Monday, May 4, 2015


This breed of cat is called a "natural" breed, which means it developed all by itself, without people's help.  Back in 1000 CE or so, the Vikings may have brought short-haired cats to Norway, along with some long-haired cats that came from modern Siberian and Turkish Angora breeds.

All these cats ended up with Norwegian farmers, where they worked hard to keep the mice from eating the grain.  In the meantime, they made lots of kittens and grew long, thick coats to keep warm in the cold Scandinavian winters.  The result was the Norsk Skogkatt, which means "Norwegian Forest Cat" in Norwegian.

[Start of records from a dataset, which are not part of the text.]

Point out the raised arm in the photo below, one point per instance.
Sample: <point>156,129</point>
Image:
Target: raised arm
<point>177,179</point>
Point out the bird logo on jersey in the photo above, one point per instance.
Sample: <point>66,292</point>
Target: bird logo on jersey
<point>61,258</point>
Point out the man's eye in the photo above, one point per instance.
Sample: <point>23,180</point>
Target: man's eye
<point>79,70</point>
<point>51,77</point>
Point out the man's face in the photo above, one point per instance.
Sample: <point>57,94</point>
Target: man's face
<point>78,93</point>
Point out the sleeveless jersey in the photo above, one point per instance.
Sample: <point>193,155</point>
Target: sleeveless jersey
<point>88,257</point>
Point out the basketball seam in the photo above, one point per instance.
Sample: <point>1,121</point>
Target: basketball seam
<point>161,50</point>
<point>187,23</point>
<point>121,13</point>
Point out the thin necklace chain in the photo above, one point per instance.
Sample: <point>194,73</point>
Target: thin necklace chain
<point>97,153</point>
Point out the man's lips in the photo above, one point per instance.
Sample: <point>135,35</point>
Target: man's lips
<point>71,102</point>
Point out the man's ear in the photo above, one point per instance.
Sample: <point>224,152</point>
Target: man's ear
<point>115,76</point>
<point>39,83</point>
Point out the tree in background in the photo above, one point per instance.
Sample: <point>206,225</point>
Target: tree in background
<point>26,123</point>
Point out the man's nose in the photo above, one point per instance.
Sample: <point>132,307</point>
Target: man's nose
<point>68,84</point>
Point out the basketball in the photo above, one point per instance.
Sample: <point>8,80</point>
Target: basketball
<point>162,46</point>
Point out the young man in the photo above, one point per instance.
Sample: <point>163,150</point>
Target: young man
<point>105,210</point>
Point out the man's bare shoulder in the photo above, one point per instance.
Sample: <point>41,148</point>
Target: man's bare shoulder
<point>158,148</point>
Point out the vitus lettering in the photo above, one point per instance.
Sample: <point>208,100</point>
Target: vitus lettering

Maine Coon (left) and Norwegian Forest Cat
Forest Cats are big, like Maine Coon Cats, but there are some differences between them.  The Forest Cat has large, almond-shaped eyes that are set at an angle in a triangular head.  And if you look at the cat from the side, you will see that the profile is straight.
The Forest Cat has a double coat that is insulated and waterproof.  The outer layer is made of long, coarse guard hairs, and those cover a dense undercoat.  In front, there is a full ruff, and in back, there are "feathers" on the legs and a bushy tail.  Norwegian Forest Cats can be any color, except for having colorpoints, like Siamese or Himalayans do.  They have long legs and a sturdy body.

Wikipedia, Uploaded by ToB

Coat care is not as demanding as it is for some other breeds.  Weekly combing is usually enough, except in spring and fall, when the cat is shedding.  Because they have strong claws, Forest Cats are very good at climbing.  Their life span is around 14 to 16 years.  Unfortunately, they sometimes inherit kidney and heart problems.
When Forest Cats are fully mature, at about age five, males will weigh from 12 to 16 pounds, and females weigh 9 to 12 pounds.  These cats are natural athletes with a lot of energy, so they like having fun toys , tall scratching posts, and perches with good views of the outside.  Also, they like to get plenty of attention from their people.

In general, members of the breed are friendly, sweet, and intelligent.  They adapt pretty quickly to new people and situations.  They are family-oriented and don't bond with just one person -- they love everybody in the family.

By the early 20th Century, the breed had almost died out because of interbreeding with domestic shorthairs in Norway.  But the Norwegian Forest Cat Club became interested in preserving the breed.  Their efforts were put on hold during World War II, but after the war, they were able to create an official breeding program.  Forest Cats were registered in Europe by the 1970s.  The breed is very popular currently in Norway, Sweden, Iceland, and France.  The late King Olaf named them the official cat of Norway.

In 1979, the first pair of Forest Cats arrived in the U.S.  The American Cat Fanciers Association recognized the breed in 1994.  The best way to get a Norwegian Forest Cat is to buy a kitten from a registered breeder.  This is sort of expensive, though, so be ready to pay between $550  and $800 for a kitten.

I did not ask Mom if we could have a Forest Cat because (1) we have way too many cats around here already, and (2) all of our cats except Latifa are bigger than I am, so I already feel both outnumbered and outweighed!